Мы заканчиваем разговор, и я какое-то время сижу на постели, прислушиваясь к собственному дыханию и думая о том, во что ввязался. По силам ли мне будет раз и навсегда распрощаться с другом? И заслуживаю ли я облегчения, которое это могло бы мне принести?
Глава 20
Они снова снятся мне. В моем сне мы все вместе и делаем что-то веселое – не знаю, что именно. Мои сны не всегда столь своеобразны, и я испытываю облегчение, что во сне мои друзья живы, а проснувшись, умоляю их задержаться со мной еще хоть ненадолго, но они меня не слушают.
Они снова исчезают в темные предрассветные часы, оставив меня наедине с безумным горем и жгучим чувством вины.
Глава 21
В жизни нам время от времени приходится сталкиваться с испытаниями, которые порой кажутся невыносимыми. Я столкнулся с таким испытанием перед тем, как начался мой выпускной курс. Мне пришлось научиться
Мне пришлось преодолеть
Это научило меня
Нет. Я не могу. Простите, уважаемые члены приемной комиссии, но я должен перестать лгать сквозь зубы в этом тупом сочинении, потому что ничему я не научился. И ничего я не преодолел. У меня случаются панические атаки, и я не сплю по ночам. Потеря трех близких друзей не научила меня ничему и не дала ничего, кроме горя и ненависти к самому себе.
Апроломоддвтвдвдваджьлмровлыжжмтлыдфыжыдлыллфлфл
Я сотру всю эту дрянную писанину и пойду поступать в Нэшвилльский государственный общественный колледж, где буду учиться на уборщика. Если только не окажусь за решеткой.
Я откидываюсь на спинку стула и рычу, глядя в потолок. До этого момента сегодняшний день был не так уж и плох. Где-то час назад я вернулся домой после того, как Джесмин закончила играть. Я уже испытываю тоску, думая о тех днях, когда не могу увидеться с ней. И музыка словно распахнула в моей душе некую заржавевшую дверь. Слова снова льются сплошным потоком. Нет, скорее, текут тонким ручейком. Я написал первые две страницы нового рассказа. Это уже что-то, полагаю.
В дверь стучат.
– Войдите, – откликаюсь я.
В комнату входит мама, а следом за ней папа. Лица у них мрачные. Папа держит газету. Мое сердце ускоряет ритм.

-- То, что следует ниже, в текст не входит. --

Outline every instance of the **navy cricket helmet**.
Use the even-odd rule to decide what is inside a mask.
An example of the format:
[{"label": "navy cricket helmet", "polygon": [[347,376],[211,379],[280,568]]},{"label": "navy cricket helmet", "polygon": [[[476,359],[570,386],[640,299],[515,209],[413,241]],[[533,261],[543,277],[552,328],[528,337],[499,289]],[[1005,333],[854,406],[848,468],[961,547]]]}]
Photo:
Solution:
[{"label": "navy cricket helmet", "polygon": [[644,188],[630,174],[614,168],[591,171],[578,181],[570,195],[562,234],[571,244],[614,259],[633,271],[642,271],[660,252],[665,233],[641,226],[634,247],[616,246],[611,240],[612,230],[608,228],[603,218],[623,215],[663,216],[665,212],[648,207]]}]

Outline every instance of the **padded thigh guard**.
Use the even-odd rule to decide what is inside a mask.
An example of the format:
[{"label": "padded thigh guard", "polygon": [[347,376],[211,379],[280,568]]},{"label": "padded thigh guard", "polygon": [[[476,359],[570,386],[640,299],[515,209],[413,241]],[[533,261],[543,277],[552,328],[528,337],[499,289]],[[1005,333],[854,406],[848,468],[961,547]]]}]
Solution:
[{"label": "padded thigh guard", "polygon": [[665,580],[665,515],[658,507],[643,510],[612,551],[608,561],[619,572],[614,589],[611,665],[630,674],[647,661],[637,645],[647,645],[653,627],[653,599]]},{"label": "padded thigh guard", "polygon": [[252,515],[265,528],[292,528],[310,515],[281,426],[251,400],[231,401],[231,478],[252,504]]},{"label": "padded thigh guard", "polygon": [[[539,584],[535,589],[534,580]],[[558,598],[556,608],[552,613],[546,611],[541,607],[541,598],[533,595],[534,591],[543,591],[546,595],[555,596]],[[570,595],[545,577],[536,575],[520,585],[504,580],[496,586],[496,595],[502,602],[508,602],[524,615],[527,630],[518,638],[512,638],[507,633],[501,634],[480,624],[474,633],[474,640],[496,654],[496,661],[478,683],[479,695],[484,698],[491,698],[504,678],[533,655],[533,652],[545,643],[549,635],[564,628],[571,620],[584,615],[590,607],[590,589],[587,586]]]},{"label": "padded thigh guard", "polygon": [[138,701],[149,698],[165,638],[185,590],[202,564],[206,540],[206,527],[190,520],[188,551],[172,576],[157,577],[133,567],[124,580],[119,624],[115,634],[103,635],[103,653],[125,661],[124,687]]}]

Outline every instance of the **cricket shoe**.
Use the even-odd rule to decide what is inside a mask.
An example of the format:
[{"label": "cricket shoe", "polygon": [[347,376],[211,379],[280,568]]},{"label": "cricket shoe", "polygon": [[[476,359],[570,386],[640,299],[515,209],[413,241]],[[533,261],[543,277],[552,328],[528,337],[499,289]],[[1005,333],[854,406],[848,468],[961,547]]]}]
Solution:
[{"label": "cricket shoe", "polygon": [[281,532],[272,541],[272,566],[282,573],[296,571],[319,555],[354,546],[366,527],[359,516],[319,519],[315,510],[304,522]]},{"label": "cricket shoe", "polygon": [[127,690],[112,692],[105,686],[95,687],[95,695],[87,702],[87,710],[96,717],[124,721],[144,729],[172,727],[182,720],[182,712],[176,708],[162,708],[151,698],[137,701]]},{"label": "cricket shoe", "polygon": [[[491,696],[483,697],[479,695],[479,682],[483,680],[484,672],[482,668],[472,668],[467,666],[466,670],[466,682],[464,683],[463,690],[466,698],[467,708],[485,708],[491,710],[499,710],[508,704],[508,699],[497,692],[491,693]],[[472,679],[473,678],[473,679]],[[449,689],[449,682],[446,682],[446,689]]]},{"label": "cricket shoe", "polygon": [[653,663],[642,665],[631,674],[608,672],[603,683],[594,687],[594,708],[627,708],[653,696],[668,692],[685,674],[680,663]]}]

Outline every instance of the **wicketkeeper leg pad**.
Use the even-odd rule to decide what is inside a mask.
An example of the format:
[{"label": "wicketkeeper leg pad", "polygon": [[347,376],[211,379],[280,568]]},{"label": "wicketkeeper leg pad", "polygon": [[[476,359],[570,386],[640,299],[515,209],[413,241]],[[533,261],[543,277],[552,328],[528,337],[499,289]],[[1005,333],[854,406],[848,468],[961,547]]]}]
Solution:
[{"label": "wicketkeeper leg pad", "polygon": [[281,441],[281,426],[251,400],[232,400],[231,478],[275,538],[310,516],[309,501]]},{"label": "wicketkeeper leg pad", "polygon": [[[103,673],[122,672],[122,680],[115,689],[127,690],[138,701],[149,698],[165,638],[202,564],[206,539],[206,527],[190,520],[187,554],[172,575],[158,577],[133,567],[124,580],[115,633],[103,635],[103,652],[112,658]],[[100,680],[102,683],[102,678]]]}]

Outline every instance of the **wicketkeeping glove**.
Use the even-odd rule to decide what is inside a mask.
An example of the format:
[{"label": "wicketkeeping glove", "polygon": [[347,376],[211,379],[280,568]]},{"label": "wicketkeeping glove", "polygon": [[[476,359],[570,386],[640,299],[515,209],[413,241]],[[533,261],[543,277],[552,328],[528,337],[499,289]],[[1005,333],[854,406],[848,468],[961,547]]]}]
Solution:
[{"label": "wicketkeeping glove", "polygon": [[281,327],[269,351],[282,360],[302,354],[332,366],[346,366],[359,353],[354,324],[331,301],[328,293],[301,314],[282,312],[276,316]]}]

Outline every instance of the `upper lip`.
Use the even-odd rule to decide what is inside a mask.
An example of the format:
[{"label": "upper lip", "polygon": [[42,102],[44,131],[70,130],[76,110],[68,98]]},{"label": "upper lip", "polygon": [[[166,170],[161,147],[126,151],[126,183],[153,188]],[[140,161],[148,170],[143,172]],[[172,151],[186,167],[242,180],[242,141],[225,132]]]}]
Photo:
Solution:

– Привет, милый, – произносит мама. – Мы можем поговорить? – Ее голос едва заметно дрожит. Но в рамках сложившейся ситуации я предпочел бы этого не заметить.
– Гм. Конечно.
Папа садится на мою кровать, а мама устраивается рядом. Она поворачивается к папе.
– Каллум, может быть, ты? Я не могу…
Папа откашливается. Он пристально смотрит на меня, а затем переводит взгляд на газету. Его голос звучит тихо. И в нем слышится та же дрожь, что и в голосе мамы.
– Карвер, мистер Кранц позвонил и рассказал об этой статье в «Теннессийце». Окружной прокурор решила возбудить уголовное дело по аварии.
Мое гулко колотящееся сердце начинает выбивать барабанную дробь.
– Он еще что-нибудь сказал?
– Он сказал, что, скорее всего, сейчас они захотят допросить тебя. И предупредил, чтобы ты не разговаривал с полицией, пока он не приедет, – отвечает мама.
У меня пересыхает во рту. Мои ладони становятся влажными от пота. Я не могу дышать. До ужаса знакомое ощущение.
– Вы можете ненадолго оставить меня одного? Мне просто… надо побыть одному. – Я стараюсь говорить спокойно, хотя мои легкие готовы вот-вот разорваться.
Они обнимают меня и выходят, аккуратно закрыв за собой дверь.
Я падаю на кровать, чувствуя, как кружится голова. Перед глазами мелькают темные пятна. На мгновение представляю, что лежу на тюремной койке, едва справляясь с натиском панической атаки.
Похоже, эти маленькие ощущения умирания стали частью моего нового жизненного пейзажа. По крайней мере, мне будет о чем побеседовать с доктором Мендесом на нашем следующем сеансе.